Le tre vittime del vile tradimento facevano parte delle brigate coordinate dal CLN locale (Comitato di Liberazione Nazionale), mobilitate per disarmare i nuclei nazifascisti rimasti ancora in città il 25 aprile 1945.

  • Ermenegildo Monticelli
    Nato nel 1906, aveva 39 anni quando fu ucciso. Era un operaio legnanese inserito nelle brigate d'assalto cittadine. Lasciò una famiglia nel pieno della maturità. Si era unito alle squadre cittadine per partecipare alle operazioni di disarmo dei presidi nemici rimasti nel tessuto urbano.

  • Ernesto Pinciroli
    figlio di Francesco, nato il 3 luglio 1897 a Cerro Maggiore (MI), e residente a Legnano in via Olmina 6. Coi suoi 48 anni era il più anziano fra i Caduti.
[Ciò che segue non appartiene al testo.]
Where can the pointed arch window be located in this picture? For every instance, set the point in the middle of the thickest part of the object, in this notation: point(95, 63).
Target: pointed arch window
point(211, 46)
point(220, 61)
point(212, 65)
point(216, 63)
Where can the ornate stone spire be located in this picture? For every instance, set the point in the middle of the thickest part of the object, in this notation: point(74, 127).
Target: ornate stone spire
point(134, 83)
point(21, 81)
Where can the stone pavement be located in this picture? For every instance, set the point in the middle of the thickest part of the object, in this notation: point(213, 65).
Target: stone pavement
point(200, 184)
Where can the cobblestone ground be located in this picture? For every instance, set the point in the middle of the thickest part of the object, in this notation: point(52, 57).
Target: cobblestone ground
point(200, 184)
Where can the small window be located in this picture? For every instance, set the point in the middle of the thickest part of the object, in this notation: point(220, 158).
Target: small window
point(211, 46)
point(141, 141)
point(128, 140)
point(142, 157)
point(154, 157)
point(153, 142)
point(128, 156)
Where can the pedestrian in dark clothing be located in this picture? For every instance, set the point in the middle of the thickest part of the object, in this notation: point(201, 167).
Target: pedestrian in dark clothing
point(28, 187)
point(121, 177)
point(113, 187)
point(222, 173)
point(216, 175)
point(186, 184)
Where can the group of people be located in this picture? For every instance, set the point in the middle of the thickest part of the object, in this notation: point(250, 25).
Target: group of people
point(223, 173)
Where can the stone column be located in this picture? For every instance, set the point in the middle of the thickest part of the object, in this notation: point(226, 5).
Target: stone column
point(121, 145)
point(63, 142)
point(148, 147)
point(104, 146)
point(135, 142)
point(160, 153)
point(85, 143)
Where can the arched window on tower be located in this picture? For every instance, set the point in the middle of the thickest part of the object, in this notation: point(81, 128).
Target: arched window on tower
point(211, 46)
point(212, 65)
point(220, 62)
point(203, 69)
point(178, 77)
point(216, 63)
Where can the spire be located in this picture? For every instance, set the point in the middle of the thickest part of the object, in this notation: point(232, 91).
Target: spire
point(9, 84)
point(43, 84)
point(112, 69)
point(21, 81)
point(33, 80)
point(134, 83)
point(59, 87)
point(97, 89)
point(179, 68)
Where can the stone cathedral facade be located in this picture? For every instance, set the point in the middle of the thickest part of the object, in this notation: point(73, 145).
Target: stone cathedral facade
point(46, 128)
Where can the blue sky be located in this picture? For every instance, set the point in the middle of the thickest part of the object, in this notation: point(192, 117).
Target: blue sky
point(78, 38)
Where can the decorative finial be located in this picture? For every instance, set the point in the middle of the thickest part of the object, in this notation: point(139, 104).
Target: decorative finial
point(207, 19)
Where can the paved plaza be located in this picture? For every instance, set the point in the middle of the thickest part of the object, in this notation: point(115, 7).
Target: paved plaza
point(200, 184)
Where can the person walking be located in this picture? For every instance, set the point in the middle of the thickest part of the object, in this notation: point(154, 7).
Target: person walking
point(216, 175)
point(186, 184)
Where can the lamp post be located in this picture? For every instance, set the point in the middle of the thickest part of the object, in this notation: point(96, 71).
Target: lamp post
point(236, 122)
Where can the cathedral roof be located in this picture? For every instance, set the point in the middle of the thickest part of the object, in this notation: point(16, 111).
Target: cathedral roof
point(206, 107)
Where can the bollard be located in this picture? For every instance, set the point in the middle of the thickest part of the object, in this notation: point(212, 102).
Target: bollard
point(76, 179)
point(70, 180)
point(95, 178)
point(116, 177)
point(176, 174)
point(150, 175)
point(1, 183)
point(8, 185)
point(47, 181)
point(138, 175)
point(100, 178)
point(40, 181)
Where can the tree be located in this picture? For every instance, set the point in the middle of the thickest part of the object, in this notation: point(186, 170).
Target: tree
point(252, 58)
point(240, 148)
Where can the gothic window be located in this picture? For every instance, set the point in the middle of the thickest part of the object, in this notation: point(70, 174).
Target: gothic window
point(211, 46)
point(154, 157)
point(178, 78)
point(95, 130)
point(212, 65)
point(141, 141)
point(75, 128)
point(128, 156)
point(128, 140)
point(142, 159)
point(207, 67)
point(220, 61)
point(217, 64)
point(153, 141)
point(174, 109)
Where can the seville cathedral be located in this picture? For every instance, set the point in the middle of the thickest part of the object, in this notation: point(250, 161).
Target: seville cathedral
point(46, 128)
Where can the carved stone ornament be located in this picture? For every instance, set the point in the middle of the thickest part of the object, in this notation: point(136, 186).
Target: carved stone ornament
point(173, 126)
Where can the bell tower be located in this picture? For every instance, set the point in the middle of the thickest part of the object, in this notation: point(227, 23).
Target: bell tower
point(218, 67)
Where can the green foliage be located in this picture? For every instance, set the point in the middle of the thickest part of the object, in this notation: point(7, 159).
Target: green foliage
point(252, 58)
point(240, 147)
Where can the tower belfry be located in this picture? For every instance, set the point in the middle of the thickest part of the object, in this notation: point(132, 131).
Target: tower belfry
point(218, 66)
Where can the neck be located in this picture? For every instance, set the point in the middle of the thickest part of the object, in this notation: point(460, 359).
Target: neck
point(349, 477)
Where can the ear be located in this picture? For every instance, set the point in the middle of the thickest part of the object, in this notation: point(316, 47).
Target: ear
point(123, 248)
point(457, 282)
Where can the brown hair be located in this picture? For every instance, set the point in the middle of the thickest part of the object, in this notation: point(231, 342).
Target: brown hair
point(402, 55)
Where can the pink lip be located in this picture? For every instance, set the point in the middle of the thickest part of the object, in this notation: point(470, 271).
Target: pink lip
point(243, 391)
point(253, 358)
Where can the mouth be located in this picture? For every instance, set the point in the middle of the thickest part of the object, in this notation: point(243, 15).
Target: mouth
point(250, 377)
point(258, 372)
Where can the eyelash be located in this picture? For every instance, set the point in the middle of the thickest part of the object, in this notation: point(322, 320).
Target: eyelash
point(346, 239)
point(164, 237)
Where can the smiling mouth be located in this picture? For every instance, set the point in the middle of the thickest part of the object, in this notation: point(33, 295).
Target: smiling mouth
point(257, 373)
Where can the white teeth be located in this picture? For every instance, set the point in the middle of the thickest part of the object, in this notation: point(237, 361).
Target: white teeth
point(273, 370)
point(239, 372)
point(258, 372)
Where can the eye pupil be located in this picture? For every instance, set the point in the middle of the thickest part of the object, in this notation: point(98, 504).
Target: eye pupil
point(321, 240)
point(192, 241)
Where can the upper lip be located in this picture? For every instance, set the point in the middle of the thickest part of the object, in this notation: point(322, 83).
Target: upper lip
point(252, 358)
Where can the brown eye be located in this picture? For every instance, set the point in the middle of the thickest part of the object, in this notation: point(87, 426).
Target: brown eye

Veterano della prima guerra mondiale, non si tirò indietro quando si trattò di partecipare alla Liberazione di Legnano, fatto che dimostrò il coinvolgimento trasversale di operai e cittadini di diverse ogni generazione durante le ultime e concitate fasi dell'insurrezione.

  • Luigi Ciapparelli
    figlio di Ernesto, nato il 2 ottobre 1913 a Legnano, aveva 32 anni era residente a Legnano in via Olmina 2. Giovane operaio metalmeccanico del distretto industriale legnanese, operava clandestinamente nelle Brigate d'azione patriottica. Nei pressi della Cascina Olmina fu colpito a morte dai soldati tedeschi fuggiaschi, e come i suoi compagni, morì proprio il giorno della Liberazione.

    I nomi di questi uomini, tutti residenti nella frazione legnanese Cascina Olmina, vittime dell'inganno e del fuoco nazista, sono ricordati anche:
  • sulla lapide ai partigiani del Quartiere legnanese Olmina, inaugurata dal parroco Don Contardi il 5 agosto 1945;
  • sul grande Monumento a deportati e partigiani di Legnano;

    FONTI:
  • LegnanoNews: 25 Aprile 1945 oggi 72 anni fa
  • LegnanoNews: 25 Aprile, i giorni della Liberazione
  • LegnanoNews: una lapide senza pace
  • ANPI: Ernesto Pinciroli
  • ANPI: Luigi Ciapparelli
  • Contenuti

    Iscrizioni:


    CIAPPARELLI LUIGI
    MONTICELLI ERMENEGILDO
    PINCIROLI ERNESTO


    CADUTI PER LA LIBERTA`
    25 - 4 - 1945

    Simboli:
    Informazione non reperita

    Altro

    Osservazioni personali:
    Il posizionamento attuale di questa memoria è il quarto:
  • Nell'agosto del 1945 (molto tempestivamente) la lastra fu posta sul muro di cinta della Impresa Bandera (dove i tre partigiani furono uccisi) che si trovava nei pressi dell'uscita autostradale di Castellanza (una delle primissime autostrade d'Italia).
  • Nel 1992 fu trasferita e posta al centro della rotonda di via Saronnese.
  • Successivamente fu trasferita sulla strada privata Saronnese 69/71.
  • Fu nuovamente trasferita nei giardini alla fine di via Anna Frank, dove l'abbiamo fotografata.

    Sulla lapide ai partigiani del Quartiere Olmina, oltre al nome di Ermenegildo Monticelli è inciso anche quello di Carlo Monticelli, nato nel 1890 e morto nel 1918.